Service Watchdog spamming



  • Service Watchdog keeps spamming me with emails (~ every 30 seconds) that services have been detected stopped and it is restarting.

    code
    
    10:05:00 Service Watchdog detected service avahi stopped. Restarting avahi (Avahi Zeroconf/mDNS Daemon)
    
    10:09:00 Service Watchdog detected service avahi stopped. Restarting avahi (Avahi Zeroconf/mDNS Daemon)
    
    10:13:00 Service Watchdog detected service dhcpd stopped. Restarting dhcpd (DHCP Service)
    
    
    

    This is just a small sample. Also getting similar messages for unbound and OpenVPN.

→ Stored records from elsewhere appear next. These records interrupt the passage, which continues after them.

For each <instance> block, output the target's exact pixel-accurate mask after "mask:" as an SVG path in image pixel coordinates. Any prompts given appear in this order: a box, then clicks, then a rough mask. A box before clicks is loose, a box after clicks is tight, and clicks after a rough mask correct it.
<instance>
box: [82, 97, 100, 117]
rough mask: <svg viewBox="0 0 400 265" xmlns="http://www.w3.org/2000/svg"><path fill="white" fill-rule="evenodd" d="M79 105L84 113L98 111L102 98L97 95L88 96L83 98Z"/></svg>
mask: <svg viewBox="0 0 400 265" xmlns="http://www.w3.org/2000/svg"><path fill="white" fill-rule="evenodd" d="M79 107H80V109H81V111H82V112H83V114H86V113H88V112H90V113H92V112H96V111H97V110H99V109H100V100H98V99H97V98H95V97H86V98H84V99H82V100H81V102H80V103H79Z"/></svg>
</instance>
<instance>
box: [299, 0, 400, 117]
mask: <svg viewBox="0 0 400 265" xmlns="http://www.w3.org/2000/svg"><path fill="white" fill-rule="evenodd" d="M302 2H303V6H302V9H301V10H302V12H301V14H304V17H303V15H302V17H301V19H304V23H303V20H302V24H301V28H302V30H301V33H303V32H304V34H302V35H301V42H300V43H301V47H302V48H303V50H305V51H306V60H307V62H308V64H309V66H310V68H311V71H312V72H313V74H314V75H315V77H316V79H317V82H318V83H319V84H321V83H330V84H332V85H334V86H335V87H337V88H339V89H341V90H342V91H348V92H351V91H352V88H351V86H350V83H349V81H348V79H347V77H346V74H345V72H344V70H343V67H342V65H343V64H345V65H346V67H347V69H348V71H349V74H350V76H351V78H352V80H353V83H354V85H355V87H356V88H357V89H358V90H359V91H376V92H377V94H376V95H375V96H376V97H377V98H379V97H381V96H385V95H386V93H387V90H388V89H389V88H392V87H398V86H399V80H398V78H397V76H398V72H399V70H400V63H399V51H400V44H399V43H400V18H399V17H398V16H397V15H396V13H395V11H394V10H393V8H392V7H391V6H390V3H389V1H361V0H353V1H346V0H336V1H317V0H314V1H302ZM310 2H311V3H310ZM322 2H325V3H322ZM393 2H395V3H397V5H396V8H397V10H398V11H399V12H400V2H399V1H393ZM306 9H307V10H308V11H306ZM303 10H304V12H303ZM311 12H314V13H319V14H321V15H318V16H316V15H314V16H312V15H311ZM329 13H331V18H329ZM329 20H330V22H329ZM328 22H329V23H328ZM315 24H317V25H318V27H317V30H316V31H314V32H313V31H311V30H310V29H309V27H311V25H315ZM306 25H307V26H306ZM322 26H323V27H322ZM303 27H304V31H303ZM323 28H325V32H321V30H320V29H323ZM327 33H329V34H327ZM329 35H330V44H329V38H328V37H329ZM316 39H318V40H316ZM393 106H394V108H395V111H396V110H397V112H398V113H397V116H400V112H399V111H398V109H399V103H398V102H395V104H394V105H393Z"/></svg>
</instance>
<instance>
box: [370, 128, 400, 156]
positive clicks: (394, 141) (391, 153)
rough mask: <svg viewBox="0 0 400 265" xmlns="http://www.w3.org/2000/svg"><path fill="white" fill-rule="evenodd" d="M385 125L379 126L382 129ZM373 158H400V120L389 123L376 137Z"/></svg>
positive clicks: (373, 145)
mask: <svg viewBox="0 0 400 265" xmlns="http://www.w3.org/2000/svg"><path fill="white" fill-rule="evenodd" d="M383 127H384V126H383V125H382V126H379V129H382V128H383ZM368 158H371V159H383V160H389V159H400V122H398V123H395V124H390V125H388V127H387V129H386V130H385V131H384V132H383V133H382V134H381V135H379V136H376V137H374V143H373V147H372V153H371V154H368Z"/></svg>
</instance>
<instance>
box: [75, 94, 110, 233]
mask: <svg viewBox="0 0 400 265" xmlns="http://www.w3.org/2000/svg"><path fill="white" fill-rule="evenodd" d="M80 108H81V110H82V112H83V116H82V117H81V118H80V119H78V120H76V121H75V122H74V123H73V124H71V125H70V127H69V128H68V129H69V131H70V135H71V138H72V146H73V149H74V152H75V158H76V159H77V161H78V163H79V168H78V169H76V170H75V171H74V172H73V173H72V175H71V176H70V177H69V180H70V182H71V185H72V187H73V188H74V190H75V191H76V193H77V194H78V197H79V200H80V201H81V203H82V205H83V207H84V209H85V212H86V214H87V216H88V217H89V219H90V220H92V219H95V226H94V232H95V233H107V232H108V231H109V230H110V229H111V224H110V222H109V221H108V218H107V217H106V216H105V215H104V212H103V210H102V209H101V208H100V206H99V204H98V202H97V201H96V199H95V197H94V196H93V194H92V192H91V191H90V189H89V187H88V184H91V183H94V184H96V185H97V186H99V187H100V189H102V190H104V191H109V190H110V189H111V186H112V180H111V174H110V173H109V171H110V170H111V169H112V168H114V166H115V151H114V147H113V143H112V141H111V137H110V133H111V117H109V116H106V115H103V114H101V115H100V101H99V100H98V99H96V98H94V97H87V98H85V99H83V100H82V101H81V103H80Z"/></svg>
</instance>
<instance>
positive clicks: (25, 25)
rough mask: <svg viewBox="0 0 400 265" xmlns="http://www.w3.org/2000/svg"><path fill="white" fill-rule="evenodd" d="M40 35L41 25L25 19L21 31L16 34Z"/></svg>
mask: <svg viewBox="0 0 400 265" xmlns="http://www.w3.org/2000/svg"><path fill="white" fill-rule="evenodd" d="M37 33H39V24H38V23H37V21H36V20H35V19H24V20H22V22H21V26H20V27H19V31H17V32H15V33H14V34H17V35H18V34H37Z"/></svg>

    Unable to connect to the pfSense box via vpn. I can sometimes get the login page to load but can’t stay connected for long enough for the login to complete and I’m not at home right now. Same thing happened at roughly this same time yesterday morning. I was able to stop it by rebooting the box after I got home from work.

    The only recent change I have made to pfSense was installing Service Watchdog. Is it possible that this package is causing this behavior?


  • Rebel Alliance Global Moderator

    I have service watchdog installed monitoring 4 services. unbound, freerad and 2 of my openvpn instances not seeing such behavior



  • Maybe I’ll try uninstalling and reinstalling? Not sure what else to try. It looks like Watchdog is constantly trying to restart the other services and can’t.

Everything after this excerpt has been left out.